Bush made a small fortune as a Tenet Healthcare director from 2007-2014, a company which profited from increased utilization of hospital services under Obamacare. He conveniently sold the bulk of his stock near its peak during his tenure, at the beginning of October 2014. The stock has more than halved since then. 

Future Trump voters in Indy react very negatively to Carrier Air Conditioner plans to relocate their jobs to Mexico

Video here, story here.

Independent HVAC businesses appear to be dumping Carrier in protest.

The libertarian Investor's Business Daily: Conservative talk-radio is in favor of Ted Cruz but it's too late

Naming Rush Limbaugh, Mark Levin, and Glenn Beck, here in "Are The Right’s Pro-Cruz, Anti-Trump Moves Too Late?":


Rush Limbaugh and other big names in conservative talk radio have come out in favor of Republican presidential hopeful Ted Cruz, but the support comes late in the game.

IBD doesn't mention Laura Ingraham, who is favorably disposed toward Trump because of the illegal immigration problem in the United States, nor Michael Savage, who has actually endorsed Trump, nor Sean Hannity, who pretends like Limbaugh to be non-partisan during the primaries but repeatedly asserts that Marco Rubio will be president one day.

Laugh of the Day: Libertarian Charles Murray says only business elites, the Republican establishment and New Dealers remain true to the American creed!

In The Wall Street Journal, here:

For the eminent political scientist Samuel Huntington, writing in his last book, “Who Are We?” (2004), two components of that national identity stand out. One is our Anglo-Protestant heritage, which has inevitably faded in an America that is now home to many cultural and religious traditions. The other is the very idea of America, something unique to us. As the historian Richard Hofstadter once said, “It has been our fate as a nation not to have ideologies but to be one.”

What does this ideology—Huntington called it the “American creed”—consist of? Its three core values may be summarized as egalitarianism, liberty and individualism. From these flow other familiar aspects of the national creed that observers have long identified: equality before the law, equality of opportunity, freedom of speech and association, self-reliance, limited government, free-market economics, decentralized and devolved political authority. ...

Who continues to embrace this creed in its entirety?
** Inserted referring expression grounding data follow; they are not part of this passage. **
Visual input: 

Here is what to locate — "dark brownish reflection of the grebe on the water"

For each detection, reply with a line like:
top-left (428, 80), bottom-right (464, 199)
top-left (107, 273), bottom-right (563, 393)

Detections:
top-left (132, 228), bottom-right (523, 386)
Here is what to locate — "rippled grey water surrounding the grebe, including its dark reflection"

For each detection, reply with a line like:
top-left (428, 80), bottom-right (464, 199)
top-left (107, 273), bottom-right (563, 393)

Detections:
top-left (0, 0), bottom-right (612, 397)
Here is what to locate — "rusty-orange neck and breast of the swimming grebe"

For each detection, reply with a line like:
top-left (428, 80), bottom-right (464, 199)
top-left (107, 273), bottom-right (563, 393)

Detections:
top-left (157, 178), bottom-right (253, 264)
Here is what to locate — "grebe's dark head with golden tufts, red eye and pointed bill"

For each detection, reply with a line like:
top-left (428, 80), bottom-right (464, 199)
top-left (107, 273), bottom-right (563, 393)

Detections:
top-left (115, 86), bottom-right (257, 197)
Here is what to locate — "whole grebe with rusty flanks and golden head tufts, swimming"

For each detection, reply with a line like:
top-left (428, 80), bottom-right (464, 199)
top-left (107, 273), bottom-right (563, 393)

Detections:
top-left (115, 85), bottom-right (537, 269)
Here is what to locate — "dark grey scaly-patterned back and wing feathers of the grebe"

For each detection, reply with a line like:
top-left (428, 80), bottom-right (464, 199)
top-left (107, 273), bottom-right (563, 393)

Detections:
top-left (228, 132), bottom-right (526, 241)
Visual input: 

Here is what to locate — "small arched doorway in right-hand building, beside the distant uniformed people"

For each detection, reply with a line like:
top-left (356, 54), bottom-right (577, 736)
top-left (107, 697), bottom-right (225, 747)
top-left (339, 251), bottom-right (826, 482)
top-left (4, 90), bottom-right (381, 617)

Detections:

Large portions of the middle class and upper middle class (especially those who run small businesses), many people in the corporate and financial worlds and much of the senior leadership of the Republican Party. They remain principled upholders of the ideals of egalitarianism, liberty and individualism.

And let’s not forget moderate Democrats, the spiritual legatees of the New Deal. ... But these are fragments of the population, not the national consensus that bound the U.S. together for the first 175 years of the nation’s existence. ... Operationally as well as ideologically, the American creed is shattered.

---------------------------------

Of all the objections to the essay which leap to mind perhaps the most important objection is the way Murray glosses over the religious interpretation of the formation of the American character in favor of the modernist preoccupation with ideology.

The English Dissenters who helped establish our country from the beginning did so finally out of a frustration born of being treated as second class citizens, for whom the chartered rights of Englishmen were denied on specifically religious grounds. The desire for equal status has to be understood from its Christian setting, not from the arid point of view of a seminar in political philosophy. These Dissenters went on to populate our country along with other Christians who set about erecting a society, not a libertarian paradise where everyone did as he pleased. Built on agrarianism and the local Protestant church, it is hard to imagine a place less conducive to letting people be all that they could be.

The Richard Hofstadter reference is telling. A former communist, the liberal historian was a life-long anti-capitalist who had a reputation as an historian as something of a hack because he relied on secondary sources, ignoring the primary.

As every ideologue knows, when the evidence doesn't support your view, just ignore it.